At the heart of this endeavor will be the new MIT Stephen A. Schwarzman College of Computing, made possible by a $350 million foundational gift from Stephen Schwarzman, the CEO of Blackstone, a global asset manager.
“As computing reshapes our world, MIT intends to help make sure it does so for the good of all,” says MIT President L. Rafael Reif. “The MIT Schwarzman College of Computing will constitute both a global center for computing research and education and an intellectual foundry for powerful new AI tools. Just as important, the College will equip students and researchers in any discipline to use computing and AI to advance their disciplines and vice-versa, as well as to think critically about the human impact of their work.”
The new MIT Schwarzman College of Computing will be an interdisciplinary hub for work in computer science, AI, data science, and related fields.
The College will:
--reorient MIT to bring the power of computing and AI to all fields of study at MIT, allowing the future of computing and AI to be shaped by insights from all other disciplines;
--create 50 new faculty positions that will be located both within the College and jointly with other departments across MIT — nearly doubling MIT’s academic capability in computing and AI;
--give MIT’s five schools a shared structure for collaborative education, research, and innovation in computing and AI;
educate students in every discipline to responsibly use and develop AI and computing technologies to help make a better world; and
transform education and research in public policy and ethical considerations relevant to computing and AI.
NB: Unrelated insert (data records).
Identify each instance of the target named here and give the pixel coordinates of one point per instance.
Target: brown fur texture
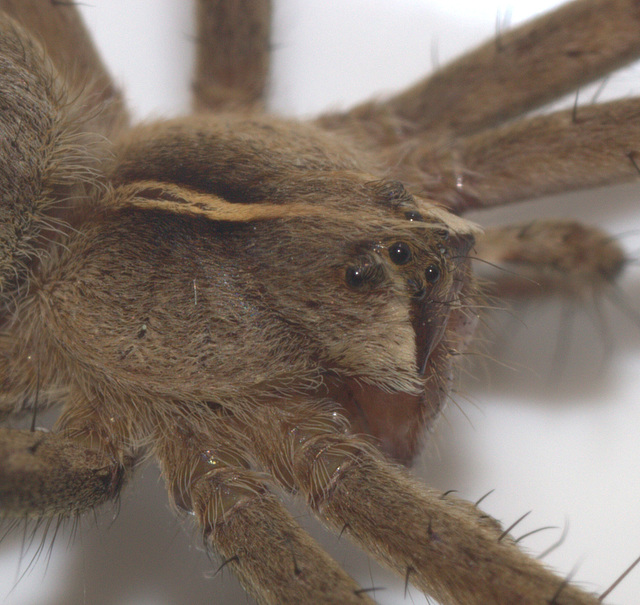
(182, 306)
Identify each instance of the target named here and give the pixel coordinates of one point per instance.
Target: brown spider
(447, 481)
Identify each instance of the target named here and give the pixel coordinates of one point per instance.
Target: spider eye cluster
(366, 273)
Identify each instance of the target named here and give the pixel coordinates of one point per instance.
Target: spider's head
(384, 296)
(425, 279)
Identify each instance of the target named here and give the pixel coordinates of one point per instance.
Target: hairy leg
(586, 147)
(547, 257)
(58, 26)
(519, 70)
(245, 524)
(81, 464)
(232, 57)
(416, 531)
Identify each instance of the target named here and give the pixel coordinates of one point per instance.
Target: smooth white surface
(561, 443)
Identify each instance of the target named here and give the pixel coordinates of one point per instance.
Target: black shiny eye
(399, 253)
(355, 277)
(432, 273)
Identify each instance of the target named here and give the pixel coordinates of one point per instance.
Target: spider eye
(432, 273)
(400, 253)
(355, 277)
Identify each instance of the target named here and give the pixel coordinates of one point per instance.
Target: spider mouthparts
(429, 323)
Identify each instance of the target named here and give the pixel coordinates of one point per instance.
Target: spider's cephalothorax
(250, 299)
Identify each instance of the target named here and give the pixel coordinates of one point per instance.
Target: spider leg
(246, 525)
(55, 474)
(58, 26)
(518, 71)
(546, 257)
(414, 530)
(587, 147)
(232, 56)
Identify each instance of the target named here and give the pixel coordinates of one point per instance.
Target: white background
(562, 443)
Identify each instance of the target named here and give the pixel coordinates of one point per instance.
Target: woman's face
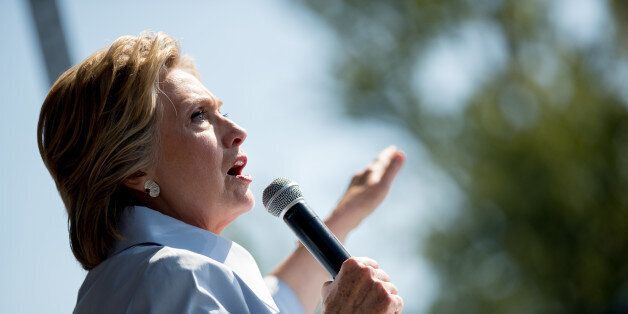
(200, 163)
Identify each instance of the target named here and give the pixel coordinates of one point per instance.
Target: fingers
(361, 286)
(387, 164)
(391, 170)
(367, 261)
(326, 288)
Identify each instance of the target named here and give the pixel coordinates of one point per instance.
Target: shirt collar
(144, 225)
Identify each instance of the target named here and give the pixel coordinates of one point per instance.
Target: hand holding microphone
(359, 285)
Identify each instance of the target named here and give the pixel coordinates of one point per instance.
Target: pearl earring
(152, 188)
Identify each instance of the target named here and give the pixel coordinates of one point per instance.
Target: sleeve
(285, 298)
(178, 282)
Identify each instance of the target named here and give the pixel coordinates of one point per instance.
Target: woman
(151, 172)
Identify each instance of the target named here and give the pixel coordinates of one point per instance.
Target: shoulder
(169, 260)
(160, 280)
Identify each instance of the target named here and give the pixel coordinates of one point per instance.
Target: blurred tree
(539, 147)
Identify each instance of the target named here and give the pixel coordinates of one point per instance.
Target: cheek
(193, 158)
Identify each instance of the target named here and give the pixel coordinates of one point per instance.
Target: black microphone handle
(316, 237)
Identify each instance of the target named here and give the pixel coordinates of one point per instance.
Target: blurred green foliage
(539, 147)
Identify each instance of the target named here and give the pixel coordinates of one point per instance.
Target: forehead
(184, 89)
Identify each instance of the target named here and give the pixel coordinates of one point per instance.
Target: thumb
(326, 288)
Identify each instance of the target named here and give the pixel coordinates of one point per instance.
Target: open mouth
(238, 166)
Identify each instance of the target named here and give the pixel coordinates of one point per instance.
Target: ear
(136, 181)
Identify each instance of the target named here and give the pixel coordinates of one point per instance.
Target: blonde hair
(97, 127)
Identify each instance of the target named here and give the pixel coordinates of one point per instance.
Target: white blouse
(164, 265)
“There is no more important opportunity or challenge facing our nation than to responsibly harness the power of artificial intelligence so that we remain competitive globally and achieve breakthroughs that will improve our entire society,”. Schwarzman says. “We face fundamental questions about how to ensure that technological advancements benefit all — especially those most vulnerable to the radical changes AI will inevitably bring to the nature of the workforce. MIT’s initiative will help America solve these challenges and continue to lead on computing and AI throughout the 21st century and beyond.”
The MIT Schwarzman College of Computing will aspire to excellence in MIT’s three main areas of work: education, research, and innovation. It will teach students the foundations of computing broadly and provide integrated curricula designed to satisfy the high level of interest in majors that cross computer science with other disciplines, and in learning how machine learning and data science can be applied to a variety of fields. And it will seek to enable advances along the full spectrum of research — from fundamental, curiosity-driven inquiry to research on market-ready applications, in a wide range of MIT departments, labs, centers, and initiatives.
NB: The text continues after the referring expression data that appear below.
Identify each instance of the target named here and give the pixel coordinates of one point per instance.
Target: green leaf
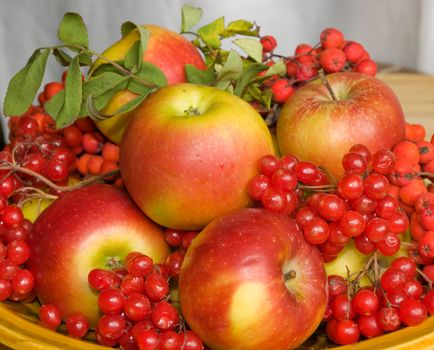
(130, 105)
(24, 85)
(210, 33)
(190, 17)
(73, 90)
(127, 27)
(101, 87)
(144, 37)
(251, 47)
(55, 104)
(62, 119)
(199, 76)
(240, 27)
(62, 57)
(102, 83)
(246, 77)
(85, 59)
(152, 74)
(278, 68)
(138, 88)
(106, 67)
(232, 69)
(133, 58)
(72, 30)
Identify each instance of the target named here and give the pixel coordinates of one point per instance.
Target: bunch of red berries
(37, 145)
(136, 307)
(398, 299)
(16, 282)
(332, 54)
(358, 207)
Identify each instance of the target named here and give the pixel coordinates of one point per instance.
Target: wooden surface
(416, 93)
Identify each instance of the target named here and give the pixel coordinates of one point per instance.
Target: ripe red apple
(166, 49)
(188, 153)
(251, 281)
(314, 127)
(92, 227)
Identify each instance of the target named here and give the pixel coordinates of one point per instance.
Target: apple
(92, 227)
(251, 281)
(166, 49)
(315, 127)
(188, 153)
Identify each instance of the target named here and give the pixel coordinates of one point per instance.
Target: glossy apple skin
(188, 153)
(166, 49)
(82, 230)
(315, 128)
(232, 288)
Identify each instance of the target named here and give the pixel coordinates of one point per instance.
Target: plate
(19, 330)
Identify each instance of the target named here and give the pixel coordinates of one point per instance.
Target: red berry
(156, 286)
(352, 223)
(111, 301)
(268, 42)
(282, 89)
(331, 207)
(353, 51)
(77, 326)
(165, 316)
(369, 326)
(412, 312)
(258, 185)
(331, 37)
(332, 60)
(50, 316)
(112, 326)
(347, 332)
(140, 265)
(137, 307)
(365, 302)
(366, 66)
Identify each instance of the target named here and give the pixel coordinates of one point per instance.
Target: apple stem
(289, 275)
(327, 84)
(192, 111)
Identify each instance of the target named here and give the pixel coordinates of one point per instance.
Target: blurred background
(397, 32)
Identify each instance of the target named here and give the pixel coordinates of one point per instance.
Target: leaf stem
(17, 168)
(106, 59)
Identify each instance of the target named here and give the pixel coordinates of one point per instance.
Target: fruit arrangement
(182, 196)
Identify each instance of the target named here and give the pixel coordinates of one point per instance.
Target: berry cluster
(332, 54)
(36, 145)
(16, 282)
(279, 186)
(412, 186)
(398, 298)
(358, 207)
(136, 307)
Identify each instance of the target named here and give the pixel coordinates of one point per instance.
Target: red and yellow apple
(92, 227)
(167, 50)
(188, 153)
(251, 281)
(315, 127)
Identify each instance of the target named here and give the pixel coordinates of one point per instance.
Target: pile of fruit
(182, 196)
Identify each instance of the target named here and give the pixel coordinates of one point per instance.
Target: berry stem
(426, 174)
(14, 167)
(327, 84)
(289, 275)
(425, 277)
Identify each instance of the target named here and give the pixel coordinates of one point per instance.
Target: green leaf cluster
(227, 68)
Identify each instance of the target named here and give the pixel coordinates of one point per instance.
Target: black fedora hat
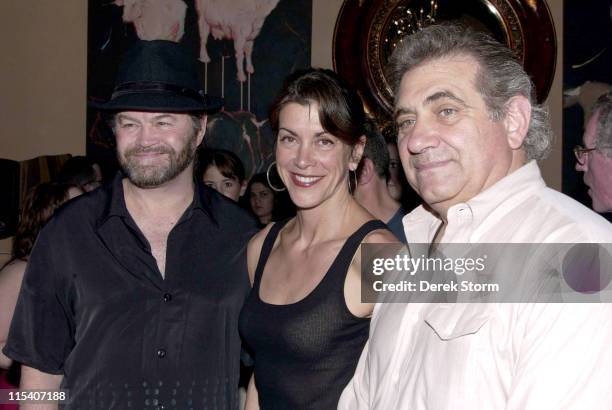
(158, 76)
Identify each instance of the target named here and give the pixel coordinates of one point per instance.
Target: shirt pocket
(452, 321)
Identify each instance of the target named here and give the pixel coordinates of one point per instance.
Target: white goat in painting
(240, 20)
(155, 19)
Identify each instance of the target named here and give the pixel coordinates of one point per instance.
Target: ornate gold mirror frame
(367, 32)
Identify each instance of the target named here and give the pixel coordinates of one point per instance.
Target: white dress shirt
(492, 356)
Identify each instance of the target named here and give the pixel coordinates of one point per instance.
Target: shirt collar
(421, 224)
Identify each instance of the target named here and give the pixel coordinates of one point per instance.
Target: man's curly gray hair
(500, 75)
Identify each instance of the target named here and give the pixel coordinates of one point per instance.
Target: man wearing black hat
(132, 293)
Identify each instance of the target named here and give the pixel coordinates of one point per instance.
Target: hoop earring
(268, 178)
(354, 179)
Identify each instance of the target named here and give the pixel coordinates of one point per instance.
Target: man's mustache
(419, 160)
(148, 150)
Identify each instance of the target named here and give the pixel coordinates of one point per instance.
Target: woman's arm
(252, 400)
(254, 250)
(354, 280)
(10, 283)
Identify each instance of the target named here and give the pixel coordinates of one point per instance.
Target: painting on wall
(587, 73)
(245, 47)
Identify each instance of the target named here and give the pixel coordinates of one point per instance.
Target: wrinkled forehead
(455, 75)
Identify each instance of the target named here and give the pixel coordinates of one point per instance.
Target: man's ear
(203, 121)
(516, 122)
(357, 153)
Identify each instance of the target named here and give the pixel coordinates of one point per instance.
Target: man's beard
(154, 175)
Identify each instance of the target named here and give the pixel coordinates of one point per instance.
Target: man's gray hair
(500, 75)
(603, 136)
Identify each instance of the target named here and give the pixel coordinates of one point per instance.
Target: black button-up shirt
(94, 307)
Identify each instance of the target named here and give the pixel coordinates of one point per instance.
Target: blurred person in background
(38, 207)
(372, 190)
(223, 171)
(82, 172)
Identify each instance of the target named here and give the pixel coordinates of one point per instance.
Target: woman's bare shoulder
(380, 236)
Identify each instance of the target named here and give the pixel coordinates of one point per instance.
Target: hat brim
(159, 102)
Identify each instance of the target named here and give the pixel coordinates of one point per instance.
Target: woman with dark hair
(223, 171)
(304, 319)
(38, 207)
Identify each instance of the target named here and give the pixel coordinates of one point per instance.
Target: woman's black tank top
(305, 352)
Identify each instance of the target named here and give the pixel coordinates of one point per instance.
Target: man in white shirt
(469, 135)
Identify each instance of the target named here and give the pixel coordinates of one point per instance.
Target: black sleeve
(41, 332)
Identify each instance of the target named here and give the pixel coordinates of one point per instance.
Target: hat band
(156, 87)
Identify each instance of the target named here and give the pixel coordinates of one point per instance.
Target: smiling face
(312, 163)
(154, 148)
(597, 168)
(449, 147)
(229, 187)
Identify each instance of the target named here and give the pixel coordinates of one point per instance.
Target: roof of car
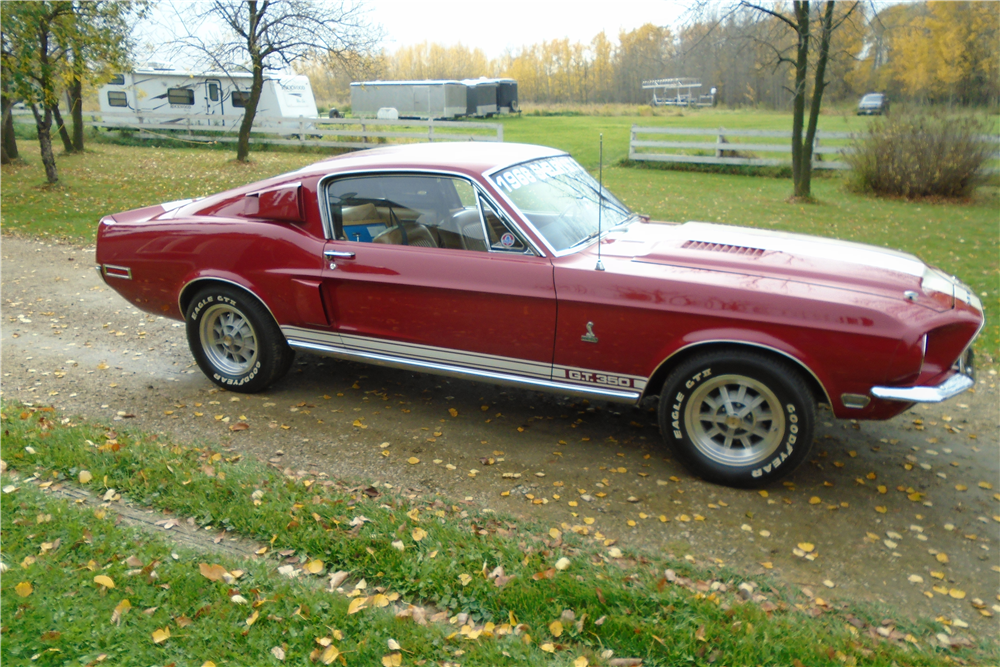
(471, 156)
“As MIT’s partner in shaping the future of AI, IBM is excited by this new initiative,” says Ginni Rometty IBM chairman CEO. “The establishment of the MIT Schwarzman College of Computing is an unprecedented investment in the promise of this technology. It will build powerfully on the pioneering research taking place through the MIT-IBM Watson AI Lab. Together, we will continue to unlock the massive potential of AI and explore its ethical and economic impacts on society.”
Sparking Thought Around Policy and Ethics
The MIT Schwarzman College of Computing will seek to be not only a center of advances in computing, but also a place for teaching and research on relevant policy and ethics to better ensure that the groundbreaking technologies of the future are responsibly implemented in support of the greater good. To advance these priorities, the College will:
--develop new curricula that will connect computer science and AI with other disciplines;
--host forums to engage national leaders from business, government, academia, and journalism to examine the anticipated outcomes of advances in AI and machine learning, and to shape policies around the ethics of AI;
--encourage scientists, engineers, and social scientists to collaborate on analysis of emerging technology, and on research that will serve industry, policymakers, and the broader research community; and
--offer selective undergraduate research opportunities, graduate fellowships in ethics and AI, a seed-grant program for faculty, and a fellowship program to attract distinguished individuals from other universities, government, industry, and journalism.
“Computing is no longer the domain of the experts alone. It’s everywhere, and it needs to be understood and mastered by almost everyone. In that context, for a host of reasons, society is uneasy about technology — and at MIT, that’s a signal we must take very seriously,” President Reif says. “Technological advancements must go hand in hand with the development of ethical guidelines that anticipate the risks of such enormously powerful innovations. This is why we must make sure that the leaders we graduate offer the world not only technological wizardry but also human wisdom — the cultural, ethical, and historical consciousness to use technology for the common good.”